Diego is a professor at Northwestern University in the Department of Industrial Engineering and Management Sciences. He is also the founding Director for the Masters of Science in Analytics.
Diego will discuss machine learning techniques for web recommendation and personalization. He will cover MLlib enhancements for classification with imbalanced classes.
Clay is the Senior Manager of Data Science at Localytics and an active contributor to the Apache Spark ecosystem. He will talk about the challenge of putting automated A/B testing with Mutli-Armed Bandits into production.
Colin is a PhD student at Columbia University working in the Laboratory for the Recognition and Organization of Speech and Audio with Professor Dan Ellis. His research focuses on machine listening. In his talk, he will cover Lasagne, a recently developed library which provides utilities for easily constructing and training neural networks using Theano. Lasagne includes many state-of-the-art techniques and is meant to be as efficient as possible.
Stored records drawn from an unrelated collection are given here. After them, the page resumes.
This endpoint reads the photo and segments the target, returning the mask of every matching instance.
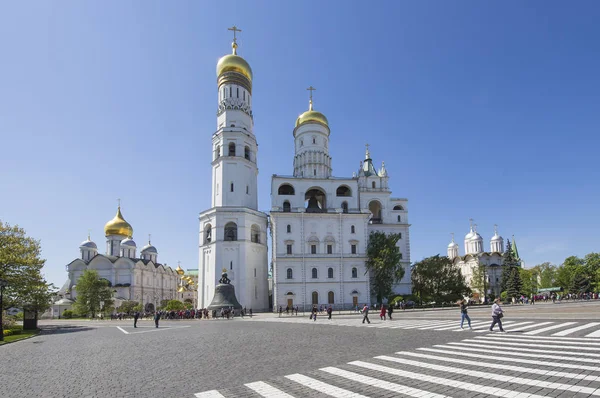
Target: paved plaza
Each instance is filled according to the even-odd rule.
[[[1,397],[600,396],[600,305],[235,320],[43,321],[0,347]]]

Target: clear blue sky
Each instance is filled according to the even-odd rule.
[[[600,250],[600,4],[40,1],[0,6],[0,219],[41,239],[55,284],[123,200],[141,247],[198,263],[215,65],[227,27],[254,71],[259,207],[292,172],[307,107],[336,176],[371,144],[410,205],[412,260],[474,218],[528,266]]]

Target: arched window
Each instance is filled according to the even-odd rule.
[[[212,225],[206,224],[204,227],[204,243],[210,243],[212,241]]]
[[[345,185],[340,185],[338,189],[335,190],[335,196],[352,196],[352,191]]]
[[[278,195],[295,195],[296,192],[294,190],[294,187],[291,186],[290,184],[283,184],[277,190],[277,194]]]
[[[256,224],[250,228],[250,240],[254,243],[260,243],[260,227]]]
[[[237,224],[234,222],[228,222],[225,224],[225,239],[226,241],[237,240]]]
[[[348,213],[348,202],[342,202],[342,213]]]

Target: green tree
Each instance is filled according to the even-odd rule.
[[[39,241],[27,236],[23,228],[0,220],[0,279],[7,284],[0,310],[29,305],[44,311],[49,307],[51,285],[42,277],[46,260],[40,254]]]
[[[181,311],[185,309],[185,305],[179,300],[169,300],[165,311]]]
[[[460,269],[446,256],[435,255],[412,268],[413,294],[421,302],[454,302],[471,294]]]
[[[87,269],[77,280],[77,298],[75,299],[75,310],[81,315],[91,315],[92,318],[100,311],[100,302],[104,307],[112,306],[112,289],[108,286],[106,279],[101,279],[98,271]]]
[[[367,246],[367,272],[372,272],[371,289],[377,295],[377,302],[393,294],[393,285],[404,277],[404,267],[400,264],[400,248],[396,246],[400,234],[385,234],[373,231]]]

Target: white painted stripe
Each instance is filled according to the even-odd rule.
[[[474,362],[474,361],[469,361],[469,360],[465,360],[465,359],[457,359],[454,357],[449,358],[449,357],[441,357],[439,355],[419,354],[418,352],[401,351],[401,352],[397,352],[396,354],[406,355],[406,356],[415,357],[415,358],[431,359],[434,361],[451,362],[453,364],[463,364],[463,365],[468,365],[468,366],[477,365],[477,366],[481,366],[484,368],[510,370],[510,371],[519,372],[519,373],[531,373],[531,374],[547,375],[547,376],[555,376],[555,377],[568,377],[568,378],[572,378],[572,379],[589,380],[589,381],[600,380],[600,376],[586,376],[586,375],[580,375],[579,373],[557,372],[557,371],[547,370],[547,369],[530,368],[530,367],[526,367],[526,366],[504,365],[504,364],[499,364],[499,363],[490,363],[490,362],[482,362],[482,361]],[[452,354],[455,354],[455,353],[452,353]],[[483,355],[481,355],[481,356],[483,356]],[[384,359],[383,357],[378,357],[378,358]],[[490,359],[489,356],[487,356],[487,359]],[[497,360],[497,358],[494,358],[494,360]],[[515,360],[515,359],[513,358],[513,360]],[[519,359],[517,362],[523,363],[523,360]],[[531,361],[531,362],[534,362],[536,365],[539,365],[539,361],[538,362]],[[469,374],[470,374],[470,371],[469,371]]]
[[[467,383],[467,382],[458,381],[458,380],[445,379],[443,377],[429,376],[429,375],[422,374],[422,373],[407,372],[405,370],[390,368],[387,366],[375,365],[375,364],[363,362],[363,361],[350,362],[349,365],[359,366],[361,368],[370,369],[370,370],[376,370],[376,371],[391,374],[394,376],[415,379],[415,380],[419,380],[421,382],[441,384],[441,385],[444,385],[447,387],[459,388],[461,390],[467,390],[467,391],[476,391],[476,392],[480,392],[482,394],[487,394],[487,395],[495,395],[495,396],[500,396],[500,397],[513,397],[513,396],[515,396],[513,394],[516,394],[516,392],[514,392],[514,391],[505,390],[503,388],[488,387],[488,386],[484,386],[481,384],[474,384],[474,383]],[[460,370],[460,371],[461,371],[461,374],[464,374],[463,370]],[[470,373],[471,373],[471,371],[469,371],[469,374]],[[541,398],[542,395],[531,394],[531,395],[529,395],[529,397],[530,398]]]
[[[460,347],[453,347],[453,346],[447,346],[447,345],[443,345],[443,344],[437,344],[434,345],[434,347],[439,347],[439,348],[444,348],[444,349],[448,349],[448,350],[462,350],[462,351],[469,351],[469,352],[487,352],[490,354],[493,354],[493,358],[498,356],[498,350],[502,349],[502,347],[496,346],[495,349],[490,349],[491,347],[489,345],[479,345],[479,344],[463,344],[463,343],[450,343],[450,344],[456,344],[456,345],[460,345]],[[539,350],[528,350],[526,348],[521,349],[517,352],[503,352],[502,355],[513,355],[513,356],[517,356],[517,357],[526,357],[526,358],[543,358],[543,359],[557,359],[559,361],[564,361],[564,360],[569,360],[569,361],[585,361],[586,363],[590,361],[589,358],[579,358],[579,357],[574,357],[574,358],[567,358],[564,355],[549,355],[549,354],[530,354],[527,352],[523,352],[523,351],[539,351]],[[557,352],[557,351],[550,351],[556,354],[562,354],[561,352]],[[582,365],[583,366],[583,365]],[[583,367],[582,367],[583,369]],[[590,369],[590,370],[595,370],[595,371],[600,371],[600,368],[595,367],[594,369]]]
[[[352,391],[345,390],[343,388],[339,388],[336,386],[332,386],[331,384],[323,383],[322,381],[313,379],[308,376],[301,375],[299,373],[295,373],[293,375],[285,376],[287,379],[295,381],[298,384],[301,384],[305,387],[311,388],[313,390],[319,391],[323,394],[330,395],[332,397],[337,398],[368,398],[364,395],[357,394]]]
[[[580,364],[572,364],[572,363],[564,363],[562,361],[556,361],[556,362],[552,362],[552,363],[544,363],[543,361],[539,361],[539,360],[533,360],[533,359],[525,359],[525,358],[515,358],[515,357],[509,357],[506,354],[507,353],[502,353],[501,357],[498,356],[494,356],[494,357],[490,357],[490,355],[486,354],[472,354],[470,352],[464,352],[464,348],[462,347],[446,347],[446,346],[440,346],[440,347],[444,347],[446,349],[436,349],[436,348],[417,348],[417,350],[419,351],[427,351],[427,352],[435,352],[438,354],[448,354],[448,355],[459,355],[459,356],[463,356],[463,357],[469,357],[469,358],[480,358],[480,359],[490,359],[493,358],[494,361],[505,361],[505,362],[511,362],[511,363],[527,363],[527,364],[531,364],[531,365],[536,365],[536,366],[549,366],[549,367],[559,367],[559,368],[565,368],[565,369],[582,369],[582,370],[591,370],[594,372],[599,372],[600,368],[598,366],[587,366],[587,365],[580,365]],[[456,351],[456,350],[460,350],[460,351]],[[474,352],[490,352],[493,353],[495,351],[492,350],[477,350],[477,349],[470,349],[469,351],[474,351]],[[510,355],[518,355],[515,353],[510,353]],[[530,355],[532,357],[536,357],[536,355]],[[585,358],[585,359],[581,359],[582,361],[589,361],[589,359]],[[595,376],[585,376],[585,377],[595,377]],[[588,379],[585,379],[588,380]],[[591,380],[591,379],[589,379]]]
[[[199,393],[194,394],[194,396],[196,398],[225,398],[225,396],[222,395],[217,390],[199,392]]]
[[[382,390],[393,391],[395,393],[408,395],[411,397],[428,397],[428,398],[445,398],[445,395],[436,394],[433,392],[428,392],[424,390],[420,390],[418,388],[412,388],[408,386],[403,386],[402,384],[392,383],[389,381],[383,381],[376,379],[374,377],[364,376],[359,373],[349,372],[347,370],[342,370],[338,368],[328,367],[319,369],[324,372],[330,373],[334,376],[339,376],[346,378],[348,380],[352,380],[358,383],[366,384],[369,386],[381,388]]]
[[[577,322],[564,322],[564,323],[559,323],[558,325],[553,325],[553,326],[548,326],[547,328],[543,328],[543,329],[537,329],[537,330],[532,330],[531,332],[525,332],[525,335],[534,335],[534,334],[540,334],[540,333],[544,333],[547,332],[549,330],[554,330],[554,329],[560,329],[560,328],[564,328],[565,326],[571,326],[571,325],[575,325]]]
[[[470,342],[474,342],[474,343],[482,343],[482,340],[486,340],[486,341],[493,341],[495,343],[498,344],[502,344],[502,346],[517,346],[517,347],[541,347],[541,348],[560,348],[561,350],[588,350],[588,351],[600,351],[600,347],[578,347],[575,345],[566,345],[568,344],[567,342],[564,342],[563,344],[536,344],[535,342],[533,343],[515,343],[514,340],[513,341],[507,341],[506,339],[503,339],[502,337],[496,337],[496,336],[477,336],[475,337],[478,340],[472,340],[472,339],[467,339],[467,340],[463,340],[463,341],[470,341]]]
[[[577,327],[574,327],[571,329],[562,330],[558,333],[554,333],[552,336],[568,336],[571,333],[575,333],[575,332],[578,332],[583,329],[589,329],[589,328],[597,326],[597,325],[600,325],[600,322],[586,323],[585,325],[577,326]]]
[[[399,363],[402,365],[416,366],[419,368],[432,369],[432,370],[437,370],[440,372],[446,372],[446,373],[452,373],[452,374],[463,375],[465,373],[465,371],[463,369],[459,369],[456,367],[445,366],[445,365],[436,365],[433,363],[413,361],[411,359],[396,358],[396,357],[390,357],[390,356],[386,356],[386,355],[381,355],[381,356],[375,357],[375,359],[382,359],[385,361],[395,362],[395,363]],[[522,384],[525,386],[537,386],[537,387],[542,387],[542,388],[550,388],[553,390],[573,391],[573,388],[575,387],[571,384],[552,383],[552,382],[547,382],[547,381],[543,381],[543,380],[528,379],[525,377],[505,376],[505,375],[499,374],[497,372],[490,373],[490,372],[482,372],[479,370],[472,370],[472,369],[469,370],[469,376],[480,377],[483,379],[494,380],[494,381],[502,381],[502,382],[511,383],[511,384]],[[596,388],[589,388],[589,387],[578,387],[578,388],[579,388],[578,392],[580,392],[580,393],[600,396],[600,392],[596,392]]]
[[[255,383],[244,384],[246,387],[260,395],[261,397],[268,398],[294,398],[293,395],[287,394],[278,388],[275,388],[263,381],[257,381]]]
[[[587,353],[587,352],[571,352],[571,351],[553,351],[553,350],[538,350],[535,348],[522,348],[522,347],[507,347],[505,345],[491,345],[491,344],[469,344],[469,343],[448,343],[451,345],[460,345],[460,346],[466,346],[466,347],[478,347],[478,348],[495,348],[496,351],[495,353],[497,354],[498,352],[502,352],[505,350],[509,350],[509,351],[519,351],[519,352],[538,352],[540,354],[561,354],[563,355],[562,359],[569,359],[572,360],[570,358],[566,358],[564,357],[565,355],[581,355],[581,356],[585,356],[585,357],[594,357],[594,358],[600,358],[600,354],[593,354],[593,353]],[[580,347],[577,347],[578,349],[580,349]]]
[[[507,339],[506,338],[507,335],[500,335],[500,336],[477,336],[475,337],[476,339],[485,339],[485,340],[502,340],[502,341],[508,341],[508,342],[512,342],[515,341],[516,339]],[[529,339],[523,339],[523,340],[518,340],[519,343],[528,343],[528,342],[534,342],[534,343],[557,343],[557,344],[572,344],[572,345],[583,345],[583,346],[590,346],[590,347],[598,347],[600,346],[600,342],[598,342],[598,340],[596,341],[565,341],[562,337],[549,337],[546,336],[545,339],[542,339],[541,336],[531,336]]]

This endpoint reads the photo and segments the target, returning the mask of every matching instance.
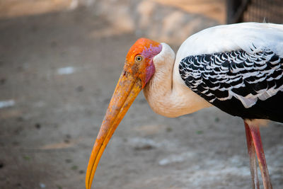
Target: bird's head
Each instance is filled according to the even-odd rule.
[[[153,59],[161,50],[160,43],[145,38],[139,39],[129,49],[88,161],[86,176],[87,189],[91,187],[98,161],[114,131],[154,74]]]

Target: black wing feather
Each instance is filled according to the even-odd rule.
[[[179,72],[191,90],[231,115],[283,122],[283,57],[270,50],[188,56]]]

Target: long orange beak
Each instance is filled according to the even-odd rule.
[[[86,176],[86,189],[91,187],[96,168],[107,144],[142,88],[139,75],[132,71],[128,72],[125,65],[91,152]]]

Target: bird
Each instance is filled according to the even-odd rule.
[[[243,120],[253,188],[272,188],[261,141],[262,120],[283,122],[283,25],[241,23],[190,36],[176,55],[165,42],[138,39],[93,146],[86,175],[91,188],[99,160],[115,129],[143,90],[152,110],[175,118],[215,106]]]

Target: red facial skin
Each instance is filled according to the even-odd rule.
[[[162,50],[160,43],[141,38],[129,49],[124,70],[109,103],[88,161],[86,188],[90,189],[96,167],[107,144],[134,100],[155,71],[154,56]]]

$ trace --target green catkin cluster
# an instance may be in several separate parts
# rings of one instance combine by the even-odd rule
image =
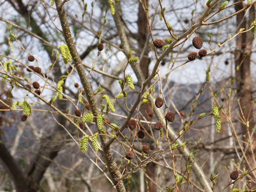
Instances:
[[[216,122],[216,131],[219,133],[221,130],[221,119],[220,119],[219,109],[217,107],[213,106],[212,107],[212,115],[214,117]]]
[[[92,113],[88,113],[85,114],[82,118],[82,122],[83,123],[92,123],[93,121],[93,114]]]
[[[27,115],[27,116],[31,115],[30,106],[27,102],[27,101],[25,101],[23,102],[23,110],[26,113],[26,115]]]
[[[121,89],[123,90],[123,89],[124,89],[124,81],[123,80],[119,79],[118,83],[120,85],[120,86],[121,87]]]
[[[116,110],[114,107],[113,103],[111,101],[108,95],[107,94],[105,94],[104,95],[103,95],[102,98],[105,98],[106,101],[107,102],[107,103],[108,104],[108,107],[109,108],[109,109],[110,109],[110,110],[113,112],[115,112]]]
[[[125,77],[125,79],[127,81],[127,84],[128,85],[129,85],[130,88],[132,90],[134,90],[134,85],[133,85],[133,82],[132,81],[132,77],[131,76],[131,75],[126,75],[126,77]]]
[[[134,63],[139,61],[139,59],[135,57],[131,57],[128,60],[128,62],[130,63]]]
[[[60,92],[59,91],[56,92],[56,97],[58,97],[59,100],[61,100],[63,99],[63,95],[61,93],[63,92],[63,87],[62,87],[62,84],[64,83],[64,81],[63,80],[60,80],[59,82],[57,83],[57,89],[60,91]]]
[[[66,64],[69,62],[72,61],[72,57],[71,56],[70,52],[68,49],[68,45],[60,45],[60,51],[62,55],[63,61]]]
[[[103,127],[103,115],[98,115],[97,116],[97,127],[100,131],[101,131]]]
[[[83,136],[79,142],[79,149],[83,153],[85,153],[88,150],[88,141],[89,141],[89,135]]]
[[[123,98],[123,97],[124,97],[124,94],[123,93],[121,93],[121,94],[118,94],[116,96],[116,99],[121,99],[121,98]]]
[[[141,104],[143,105],[143,104],[147,104],[149,103],[149,101],[148,101],[148,100],[147,100],[147,99],[143,99]]]
[[[15,101],[12,104],[12,108],[16,109],[16,106],[18,105],[18,101]]]
[[[92,137],[92,147],[93,147],[93,150],[96,152],[99,150],[99,147],[97,145],[97,138],[98,135],[99,133],[96,132]]]
[[[115,2],[113,0],[108,0],[109,6],[110,7],[110,12],[112,15],[115,15]]]

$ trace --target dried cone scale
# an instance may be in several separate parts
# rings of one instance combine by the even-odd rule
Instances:
[[[165,115],[165,118],[169,121],[173,122],[175,119],[175,114],[172,111],[169,111]]]
[[[40,84],[38,83],[38,82],[34,82],[33,83],[33,87],[35,89],[39,89],[40,87]]]
[[[192,40],[192,43],[195,47],[199,49],[201,49],[203,46],[203,40],[200,37],[196,36],[193,38]]]
[[[191,52],[188,55],[188,59],[189,61],[193,61],[196,59],[197,57],[197,52]]]
[[[160,108],[163,106],[163,105],[164,105],[164,100],[162,98],[158,98],[155,101],[155,105],[156,107]]]
[[[162,48],[164,46],[164,42],[162,39],[157,39],[153,42],[154,45],[157,48]]]
[[[148,153],[150,151],[150,149],[149,148],[149,147],[148,147],[147,145],[144,145],[142,146],[142,150],[143,150],[143,152],[144,152],[146,154],[148,154]]]
[[[155,129],[156,130],[160,130],[163,128],[163,123],[161,122],[156,122],[155,124]]]

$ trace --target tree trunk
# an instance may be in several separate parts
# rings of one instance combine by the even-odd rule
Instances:
[[[240,10],[244,8],[245,6],[246,5],[243,2],[237,4],[235,5],[236,11]],[[240,28],[245,28],[247,29],[250,27],[251,23],[255,19],[254,5],[253,5],[250,8],[249,13],[249,18],[247,22],[244,12],[242,12],[237,15],[236,25],[237,31],[239,31]],[[246,25],[246,23],[248,23],[247,25]],[[253,41],[253,34],[251,32],[239,35],[236,38],[236,50],[235,55],[235,70],[237,70],[238,66],[241,66],[236,76],[237,96],[240,99],[239,102],[242,111],[242,113],[240,113],[240,115],[241,117],[244,117],[244,120],[245,123],[249,122],[249,127],[246,126],[246,123],[241,124],[243,134],[246,135],[246,137],[243,138],[245,146],[250,141],[249,139],[250,135],[254,126],[253,103],[252,102],[253,100],[251,86],[252,81],[250,71],[250,59]],[[255,146],[252,143],[254,138],[255,136],[253,136],[252,138],[251,138],[252,142],[251,142],[251,145],[249,146],[246,153],[246,156],[248,157],[249,163],[249,164],[246,163],[246,169],[249,171],[251,167],[256,167],[254,157],[251,153],[252,151],[255,149]],[[253,176],[253,174],[252,174],[252,176]],[[247,180],[247,182],[251,182],[249,180]],[[255,183],[251,184],[255,185]]]
[[[148,4],[148,1],[146,1],[146,4]],[[145,44],[147,44],[148,42],[147,42],[147,36],[149,33],[148,22],[147,21],[147,17],[145,11],[143,7],[142,4],[141,3],[139,3],[139,10],[138,13],[138,42],[139,47],[139,50],[142,50],[145,47]],[[148,46],[146,45],[145,52],[144,53],[143,57],[142,58],[140,58],[140,66],[141,70],[144,75],[144,78],[146,79],[149,75],[148,74],[148,67],[150,62],[149,58],[148,58],[148,52],[149,49]],[[147,118],[148,121],[151,121],[152,117],[149,116],[149,114],[150,112],[152,111],[152,109],[149,104],[143,105],[141,109],[141,112],[142,114]],[[147,127],[147,126],[145,124],[145,127]],[[149,130],[147,130],[149,133],[150,133]],[[149,140],[148,141],[149,143],[149,146],[152,146],[152,144],[154,144],[154,141]],[[154,147],[154,146],[151,146]],[[154,163],[150,163],[148,164],[146,167],[146,173],[154,181],[156,181],[156,165]],[[149,191],[156,191],[157,188],[156,185],[152,182],[150,180],[147,179],[148,182],[148,186]],[[145,181],[144,181],[145,182]],[[145,189],[145,191],[147,191],[147,189]]]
Roger is a Postdoctoral Fellow in machine learning at the University of Toronto. His research focuses on representation learning, Bayesian methods, and techniques for evaluating models and algorithms. He recently graduated from MIT, where his dissertation work focused on automatically selecting probabilistic models in spaces defined compositionally in terms of simpler models. Roger is also a co-creator of Metacademy, an open-source educational web site which uses a dependency graph of concepts to generate personalized learning plans. He will talk about algorithms for speeding up the training of neural nets using tractable but accurate approximations to the curvature of the loss function.
Paco is the Director of Community Evangelism at Databricks. Also an O'Reilly author ("Just Enough Math", "Enterprise Data Workflows", Spark cert exam), and an advisor at GalvanizeU and Amplify Partners. He has a background in distributed systems and led data teams for several years on large scale ML use cases.
In his workshop we will take user email list archives from an Apache project and show workflows of Spark SQL, MLlib, and GraphX to surface insights, leaderboards about the dev community, topic modeling, community analysis, and visualizations.
Bob leads a team at NVIDIA that is responsible for supporting the GPU Computing products. In the morning he will lead an intro to CUDA programming session. In the afternoon he will take us through an exercise involving deep learning on GPUs. He suggests basic C/C++ programming as a prerequisite. All attendees will be set up with AWS instances for the workshops.